Iniciamos una amistad, conversábamos con frecuencia y nos encontrábamos en el humor, así es que nos reíamos mucho. Amandita era muy popular, debido a su simpatía y carácter acogedor, de modo que había otros amigos-admiradores, como yo, algunos de ellos a la espera de su oportunidad de conquistarla. Pero su pololeo seguía a firme y, me adelanto a aclarar, tengo entendido que culminó eventualmente en matrimonio.
Nuestra amistad tuvo un punto de inflexión un día que me encontró en los corredores del Departamento y se dirigió a mí. “Julito, necesito tu ayuda. Tengo prueba de matemáticas y no sé nada. No entiendo la materia”. Yo no era un genio de las matemáticas, pero tampoco me asustaban, de manera que accedí a ayudarla.
“Vamos a una logia de la Escuela de Ingenieros y allí estudiamos”, propuse. “Prefiero que vayas a mi casa”, me dijo, “donde tengo los libros y cuadernos y estaremos más cómodos”. Me dio su dirección e indicaciones de cómo llegar. Vivía en Las Condes, que para mí era terra incognita.
El Santiago que yo habitaba no se extendía tan al nororiente. A decir verdad, finalizaba en la Plaza Ñuñoa y mi lugar geométrico ciudadano era la Alameda desde la Pila del Ganso, Vicuña Mackenna, Irarrázaval, el Estadio Nacional, Macul hasta el Pedagógico y los barrios del centro (Plaza Brasil y otros) donde había vivido o estudiado en mi infancia y adolescencia.
Tomé la micro en la Estación Central y me embarqué en lo que me pareció un viaje interminable. Seguí las instrucciones y llegué a una casa vieja, pero llena de distinción y, aparentemente desierta, con excepción de mi anfitriona. Me hizo pasar y me llevó directamente a su pieza, pero en el camino vi las señales de cierta opulencia. Sus padres eran ‘pequeños empresarios’ decía ella, pero no tan pequeños a juzgar por el tamaño de la propiedad, el mobiliario y las decoraciones.

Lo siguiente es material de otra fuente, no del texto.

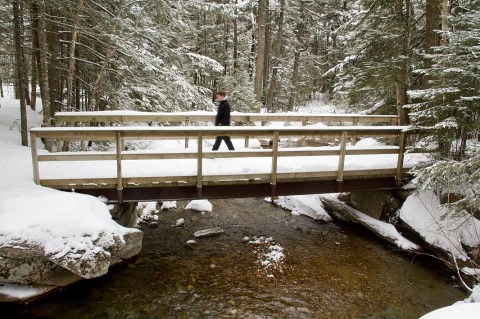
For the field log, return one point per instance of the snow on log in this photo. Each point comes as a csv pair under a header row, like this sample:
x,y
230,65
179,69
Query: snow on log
x,y
381,229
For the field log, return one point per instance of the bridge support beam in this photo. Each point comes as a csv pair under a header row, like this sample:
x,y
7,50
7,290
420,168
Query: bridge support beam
x,y
242,191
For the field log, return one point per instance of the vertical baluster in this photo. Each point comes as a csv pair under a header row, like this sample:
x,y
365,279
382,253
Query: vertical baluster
x,y
341,160
119,141
33,146
273,176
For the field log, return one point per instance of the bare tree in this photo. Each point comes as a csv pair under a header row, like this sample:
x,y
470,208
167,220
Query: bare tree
x,y
71,56
19,59
260,50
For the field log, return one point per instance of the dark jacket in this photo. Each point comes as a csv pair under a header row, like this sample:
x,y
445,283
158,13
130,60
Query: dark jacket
x,y
223,114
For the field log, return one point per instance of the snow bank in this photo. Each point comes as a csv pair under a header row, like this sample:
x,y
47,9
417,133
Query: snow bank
x,y
72,230
463,311
439,227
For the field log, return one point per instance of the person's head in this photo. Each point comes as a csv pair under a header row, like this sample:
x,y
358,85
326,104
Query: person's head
x,y
220,95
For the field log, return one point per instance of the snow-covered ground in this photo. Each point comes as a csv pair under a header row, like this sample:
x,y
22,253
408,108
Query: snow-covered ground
x,y
65,223
64,226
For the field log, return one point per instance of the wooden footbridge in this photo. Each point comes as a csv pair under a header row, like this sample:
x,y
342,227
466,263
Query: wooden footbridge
x,y
196,172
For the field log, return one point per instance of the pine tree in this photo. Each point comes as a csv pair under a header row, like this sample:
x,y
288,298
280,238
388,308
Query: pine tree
x,y
450,109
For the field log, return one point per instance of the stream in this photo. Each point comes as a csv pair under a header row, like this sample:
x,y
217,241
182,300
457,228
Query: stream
x,y
291,267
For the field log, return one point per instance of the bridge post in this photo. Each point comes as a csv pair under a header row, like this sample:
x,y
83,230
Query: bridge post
x,y
354,137
341,159
273,176
33,146
119,141
401,151
199,164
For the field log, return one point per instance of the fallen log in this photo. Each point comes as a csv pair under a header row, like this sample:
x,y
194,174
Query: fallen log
x,y
381,229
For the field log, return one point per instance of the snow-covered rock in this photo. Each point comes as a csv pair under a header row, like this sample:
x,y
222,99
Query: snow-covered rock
x,y
442,230
50,237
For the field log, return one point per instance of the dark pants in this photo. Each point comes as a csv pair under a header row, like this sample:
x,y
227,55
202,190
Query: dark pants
x,y
227,141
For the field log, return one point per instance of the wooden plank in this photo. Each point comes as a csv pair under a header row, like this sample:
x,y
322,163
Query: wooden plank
x,y
237,117
341,160
401,152
34,150
273,178
78,156
119,161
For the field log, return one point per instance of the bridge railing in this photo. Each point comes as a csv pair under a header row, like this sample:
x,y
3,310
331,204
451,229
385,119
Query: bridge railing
x,y
246,119
118,135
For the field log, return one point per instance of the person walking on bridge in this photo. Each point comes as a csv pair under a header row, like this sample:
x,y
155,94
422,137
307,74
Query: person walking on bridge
x,y
222,119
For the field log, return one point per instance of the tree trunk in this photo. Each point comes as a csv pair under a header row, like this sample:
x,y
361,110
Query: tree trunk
x,y
71,57
235,40
39,12
266,59
20,63
445,25
277,51
260,51
432,39
53,45
403,15
33,82
109,50
294,83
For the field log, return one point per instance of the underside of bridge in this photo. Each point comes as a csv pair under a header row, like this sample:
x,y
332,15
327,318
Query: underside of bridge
x,y
139,194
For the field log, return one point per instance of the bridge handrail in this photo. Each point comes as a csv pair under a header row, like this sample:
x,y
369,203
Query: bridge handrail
x,y
247,118
120,134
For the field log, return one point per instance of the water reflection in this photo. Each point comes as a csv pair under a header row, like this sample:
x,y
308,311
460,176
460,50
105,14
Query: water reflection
x,y
329,271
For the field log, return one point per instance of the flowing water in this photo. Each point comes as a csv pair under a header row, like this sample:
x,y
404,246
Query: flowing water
x,y
334,270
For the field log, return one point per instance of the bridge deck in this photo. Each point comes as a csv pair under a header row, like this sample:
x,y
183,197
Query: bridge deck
x,y
195,173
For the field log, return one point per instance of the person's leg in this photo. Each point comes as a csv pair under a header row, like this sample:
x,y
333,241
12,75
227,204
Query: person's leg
x,y
216,145
229,143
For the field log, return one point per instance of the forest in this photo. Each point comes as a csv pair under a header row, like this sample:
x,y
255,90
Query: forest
x,y
417,59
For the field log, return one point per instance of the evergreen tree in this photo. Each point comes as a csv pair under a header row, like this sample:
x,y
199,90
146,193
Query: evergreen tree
x,y
450,108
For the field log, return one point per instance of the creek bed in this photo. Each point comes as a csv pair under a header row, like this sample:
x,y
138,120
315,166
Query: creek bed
x,y
334,270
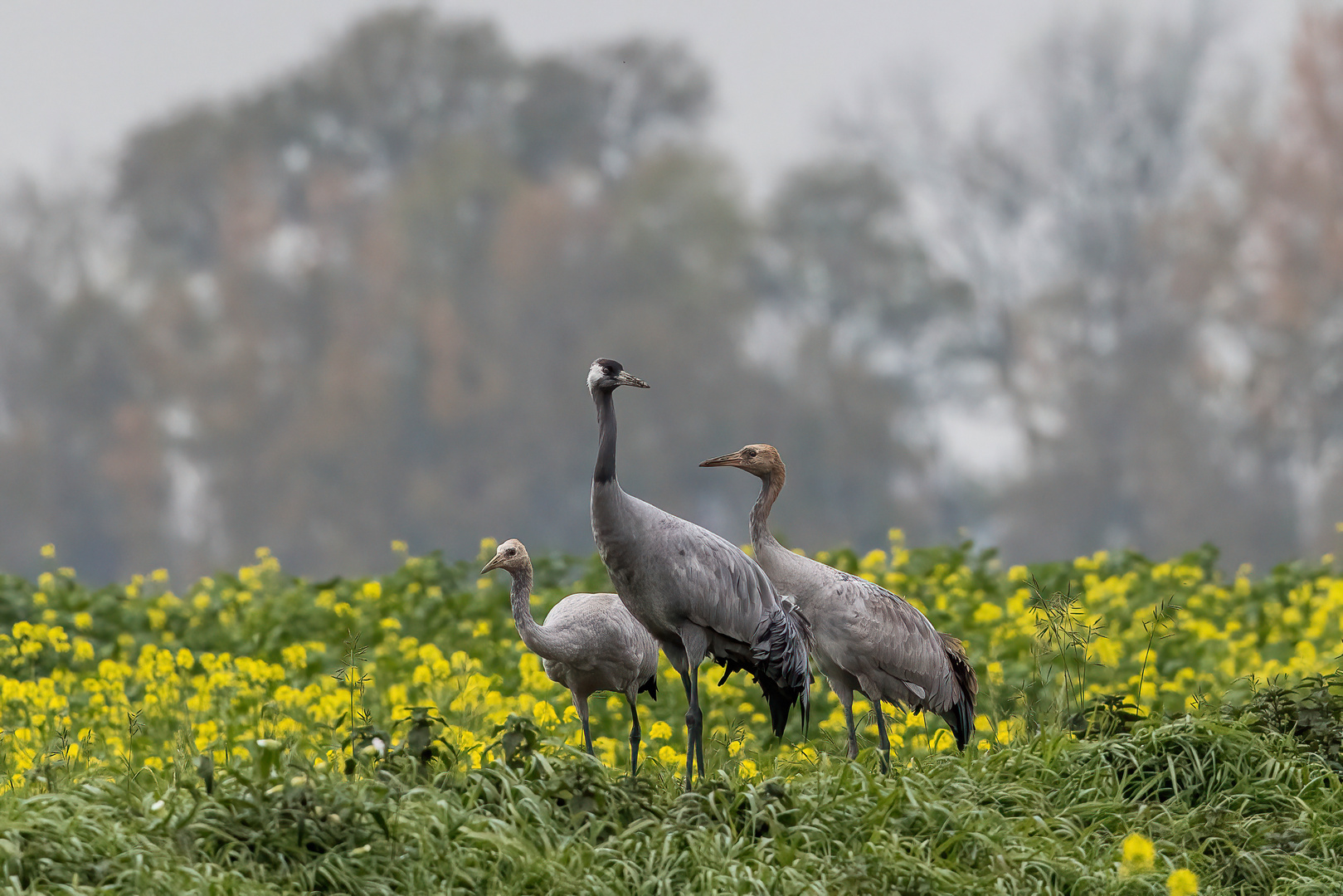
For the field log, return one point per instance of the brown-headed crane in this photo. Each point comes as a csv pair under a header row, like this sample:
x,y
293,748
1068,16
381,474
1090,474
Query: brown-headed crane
x,y
864,637
694,592
588,642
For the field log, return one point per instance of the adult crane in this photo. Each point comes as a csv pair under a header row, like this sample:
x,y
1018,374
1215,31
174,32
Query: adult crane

Su cuarto era un lugar soñado para la inmensa mayoría de los estudiantes universitarios chilenos: amplio, con una cama y un ropero grandes, un clóset y un baño privado y, por cierto, un escritorio de película, con lámpara provista de pantalla de vidrio verde y dos sillones giratorios, acompañados de un par de estantes en los que estaban todos los libros que uno podía necesitar en la carrera.
En comparación, mi propia pieza, en un departamento de un cuarto piso de una población santiaguina, era compartida con uno de mis hermanos y en ella apenas cabían las dos camas y un velador, aparte del clóset y una silla. Nuestro único escritorio era la mesa del comedor. Estante con libros había, pero eran los viejos libros de mi padre, fallecido años antes.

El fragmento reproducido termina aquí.